Concernant l'établissement des faits, le Tribunal fédéral ne revoit l'appréciation des preuves de l'instance précédente qu'avec retenue. Il n'intervient que si les faits ont été établis de façon manifestement inexacte, c'est-à-dire arbitraire (art. 97 al. 1 LTF).
Enfin, en matière fiscale, il incombe au contribuable de prouver les faits qui diminuent ou suppriment sa dette fiscale, comme l'existence de charges déductibles (art. 8 CC).
Application au cas concret
Le Tribunal fédéral rejette les griefs de la recourante.
Sur la violation du droit d'être entendu : Le Tribunal fédéral estime que le droit d'être entendu de la société a été respecté. Il constate que les reprises fiscales ne se fondaient pas uniquement sur les pièces secrètes, mais sur un ensemble de preuves (prospectus du fonds, contrats, etc.). De plus, les résumés fournis par l'AFC étaient suffisamment détaillés et intelligibles pour permettre à la société de comprendre les reproches et de se défendre efficacement, ce qu'elle a d'ailleurs fait en instance cantonale.

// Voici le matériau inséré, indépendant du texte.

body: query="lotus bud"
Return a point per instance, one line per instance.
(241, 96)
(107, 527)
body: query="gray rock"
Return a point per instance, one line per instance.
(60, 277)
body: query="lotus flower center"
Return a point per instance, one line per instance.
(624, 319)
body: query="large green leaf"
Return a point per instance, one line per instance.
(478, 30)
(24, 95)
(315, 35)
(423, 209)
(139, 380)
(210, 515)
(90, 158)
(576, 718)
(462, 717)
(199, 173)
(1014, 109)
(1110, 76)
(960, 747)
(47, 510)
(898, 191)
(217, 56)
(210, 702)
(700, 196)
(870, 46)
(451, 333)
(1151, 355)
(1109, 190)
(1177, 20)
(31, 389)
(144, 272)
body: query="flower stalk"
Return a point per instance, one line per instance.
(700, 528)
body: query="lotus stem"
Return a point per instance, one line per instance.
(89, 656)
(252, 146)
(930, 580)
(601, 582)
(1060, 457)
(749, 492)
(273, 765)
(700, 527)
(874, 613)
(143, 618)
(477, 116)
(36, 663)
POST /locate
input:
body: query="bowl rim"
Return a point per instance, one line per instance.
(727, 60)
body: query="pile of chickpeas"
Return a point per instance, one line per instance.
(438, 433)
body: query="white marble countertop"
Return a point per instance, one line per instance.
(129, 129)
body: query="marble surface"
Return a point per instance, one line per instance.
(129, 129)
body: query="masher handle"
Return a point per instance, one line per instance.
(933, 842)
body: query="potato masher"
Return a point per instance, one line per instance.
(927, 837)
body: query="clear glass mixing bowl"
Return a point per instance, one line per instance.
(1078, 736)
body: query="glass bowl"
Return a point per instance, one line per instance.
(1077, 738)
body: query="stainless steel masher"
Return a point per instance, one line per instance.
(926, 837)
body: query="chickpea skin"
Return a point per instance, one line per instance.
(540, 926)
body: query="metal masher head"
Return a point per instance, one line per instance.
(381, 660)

Sur l'appréciation des faits et l'évasion fiscale : Le Tribunal fédéral juge que la cour cantonale n'a pas versé dans l'arbitraire en concluant à l'existence d'un montage d'évasion fiscale. Les preuves apportées par la recourante pour démontrer la substance économique réelle des sociétés offshore (courriels généraux, un contrat de travail de courte durée, une décision de taxation étrangère) ont été jugées insuffisantes pour renverser la conclusion selon laquelle ces entités n'avaient qu'une activité de soutien administratif et que la gestion réelle était effectuée depuis la Suisse.
Sur le montant des reprises : La contestation du calcul des commissions de performance est écartée. L'expertise privée produite par la recourante critiquait la méthode de l'AFC mais concluait à l'impossibilité de procéder à un calcul plus précis faute de données. Dans ces conditions, le Tribunal fédéral considère qu'il n'était pas arbitraire de s'en tenir à l'estimation de l'autorité fiscale. De même, la demande de déduction de charges prétendument supportées par les sociétés offshore est rejetée, la recourante n'ayant pas apporté la preuve de leur justification commerciale, conformément à son fardeau de la preuve.
Issue
Le Tribunal fédéral rejette le recours dans la mesure où il est recevable. Les rappels d'impôt et les amendes pour les périodes fiscales 2010 à 2013 sont confirmés. Les frais judiciaires sont mis à la charge de la recourante.